My beloved Kobe died today and my heart is breaking. Kobe was my buddy, my shadow, the most wonderful cat I've ever had. He wasn't so friendly to other people until he knew them for a while. He knew my Bill for more than seven years and only sat on his lap a couple of times (one being just last week), although he slept on his head once (photo below). So cute.
But he was madly in love with me, it was as if he wanted to be attached to me. As soon as I sat, anywhere, he'd jump into my lap. I'm not a person who sits in one place for very long but he'd stay as long as possible (forever, if he could) and when I'd start to get up he'd whine, and then as I walked by him he'd bat at me, as if to say, "Hey, I'm not done here."
After I lost my last cat Benson twelve years ago I thought maybe I wouldn't get another cat, I thought it might be nice not to deal with all the cat hair and the litter tracked everywhere.
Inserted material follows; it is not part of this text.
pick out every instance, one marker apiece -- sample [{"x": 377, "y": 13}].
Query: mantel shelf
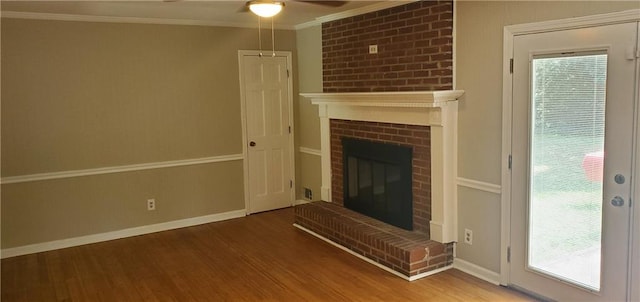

But it felt so lonely in my house that after a couple weeks I went to the shelter looking for an older cat, at least a year old, because that kitten stage can be so trying, even though there's nothing more irresistible or adorable.
I wandered around the shelter, talking to the people who worked there and listening to their descriptions of the various personalities. And then I walked by a cage with a little black kitten who meowed and put out his paw to me. "Hey, here I am. Take me."
That was my Kobe. So much for getting a year-old cat.
Until about a week ago he stood on the bed every morning when I got up and meowed and put out his paw to me, just like he did when he was a baby.
To people who've never had cats and who think they're very snooty and aloof I can tell you they're not. They're independent, yes, but they're loving little buddies. How could there be anything better than a cat curled up in your lap, purring like a lawn mower?
It's very sad and empty in my house tonight and my heart is breaking.